During this final burst of activity, I had also begun to make some videos purely for the sake of chuckles, pieces I knew I would never show to the tutors - notably a sarcastic and half-assed science-fiction film entitled The Doom, with assistance from and inspired by Charlie Adlard, specifically Charlie's impressively ham-fisted horror offering Sweet Dreams. It sort of figures that this stupid throwaway stuff (also comprising a horror short made with Thomas Frenzi back in 1985) is actually still watchable in comparison to my other efforts. A sense of humour goes a long way.

Nick Scullard terrifying us all in The Doom - Maidstone October 1986.

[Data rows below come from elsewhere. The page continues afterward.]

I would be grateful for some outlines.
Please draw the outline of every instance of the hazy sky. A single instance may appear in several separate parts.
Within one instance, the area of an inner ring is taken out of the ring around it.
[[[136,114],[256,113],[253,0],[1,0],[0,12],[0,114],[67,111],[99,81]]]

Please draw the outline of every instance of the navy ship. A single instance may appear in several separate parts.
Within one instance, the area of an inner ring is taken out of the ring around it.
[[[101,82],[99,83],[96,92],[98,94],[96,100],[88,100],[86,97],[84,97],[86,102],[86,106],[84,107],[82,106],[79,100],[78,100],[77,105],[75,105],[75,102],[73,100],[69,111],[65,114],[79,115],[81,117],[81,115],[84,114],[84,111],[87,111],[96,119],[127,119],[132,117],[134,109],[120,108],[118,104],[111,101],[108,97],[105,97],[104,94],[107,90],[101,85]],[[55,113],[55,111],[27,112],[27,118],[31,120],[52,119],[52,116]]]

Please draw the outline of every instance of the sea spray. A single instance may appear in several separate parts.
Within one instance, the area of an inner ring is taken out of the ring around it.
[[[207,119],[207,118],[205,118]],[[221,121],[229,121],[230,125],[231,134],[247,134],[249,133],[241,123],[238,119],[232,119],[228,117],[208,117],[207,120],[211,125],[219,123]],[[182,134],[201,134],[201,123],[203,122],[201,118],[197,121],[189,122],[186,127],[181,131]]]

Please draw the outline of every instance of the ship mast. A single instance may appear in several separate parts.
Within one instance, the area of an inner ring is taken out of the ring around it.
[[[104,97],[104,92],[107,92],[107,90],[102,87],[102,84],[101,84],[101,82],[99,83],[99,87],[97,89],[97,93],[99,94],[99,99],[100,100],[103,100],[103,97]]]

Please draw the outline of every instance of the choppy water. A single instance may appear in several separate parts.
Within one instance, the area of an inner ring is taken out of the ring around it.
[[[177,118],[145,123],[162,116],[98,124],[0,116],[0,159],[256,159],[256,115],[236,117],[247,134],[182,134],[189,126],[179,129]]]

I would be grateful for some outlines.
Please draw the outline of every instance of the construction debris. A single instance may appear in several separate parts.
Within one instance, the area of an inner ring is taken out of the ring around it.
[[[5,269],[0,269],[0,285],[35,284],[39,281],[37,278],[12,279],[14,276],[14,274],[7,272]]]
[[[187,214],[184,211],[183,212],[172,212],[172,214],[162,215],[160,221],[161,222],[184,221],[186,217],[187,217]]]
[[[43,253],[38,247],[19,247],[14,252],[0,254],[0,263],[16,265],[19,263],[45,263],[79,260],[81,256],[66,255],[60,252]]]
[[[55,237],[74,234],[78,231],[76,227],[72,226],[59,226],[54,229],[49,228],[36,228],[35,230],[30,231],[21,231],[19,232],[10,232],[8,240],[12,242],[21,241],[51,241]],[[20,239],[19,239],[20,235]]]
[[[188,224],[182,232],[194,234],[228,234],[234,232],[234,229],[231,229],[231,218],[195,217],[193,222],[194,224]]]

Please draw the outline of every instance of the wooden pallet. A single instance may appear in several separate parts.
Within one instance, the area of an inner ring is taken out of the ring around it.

The final video I ever made, or at least the last one I ever completed was another throwaway piece, entitled Frankie Howerd solely because it closes with me doing an impersonation of Frankie Howerd. It opens with a shot of a television set, my legs strolling casually into view in the manner of someone in Viz comic. 'What's this?,' I exclaim in cartoon fashion, pointing at the television set before pretending to piss upon it, concluding with my bum gyrating in a mime of garnishing the set with a turd whilst exclaiming, 'that's what I think of video art!' I kept the mistakes in as usual, delivering lines whilst trying not to collapse in hysterics, and for the first time ever, it worked. Finally, I had made an honest piece of genuinely communicative video art, even if it's less than a minute long and only came about by accident.

So, that's four years of work, fifty or sixty pieces, six hours of video tape yielding maybe an hour's worth of stuff I can stand to watch or that I could stand anyone else watching. An hour may be ambitious, and I don't even mean works I'd necessarily consider good, just the ones that haven't completely collapsed under the weight of my own bullshit.

It would be easy to regard those four years as a waste, but far from accurate. In artistic terms, they taught me a lesson that I hopefully continue to learn and expand upon - namely that what you leave out can be as important or more important than that which you choose to include. Additionally I learned that one should never consider oneself above criticism, no matter how singular your vision may seem. Other people are there so as to save you from your own bullshit, and you are there so as to save them from theirs. Finally, I guess you could say I learned that a piece of art, whatever the medium, needs a seriously good reason to lack a sense of humour. These may not be earth-shattering conclusions, but I wish I'd learned them sooner.

Also, possibly most important of all, I made some great friends during that time, one or two of whom may well be reading this. So if you ever had to sit through one of my videos, or even had the thankless task of numbering amongst my tutors, sorry about that, and thanks for bearing with me. I got there in the end. I think.

Originally posted Sunday 13th February 2011 at Ce Acatl.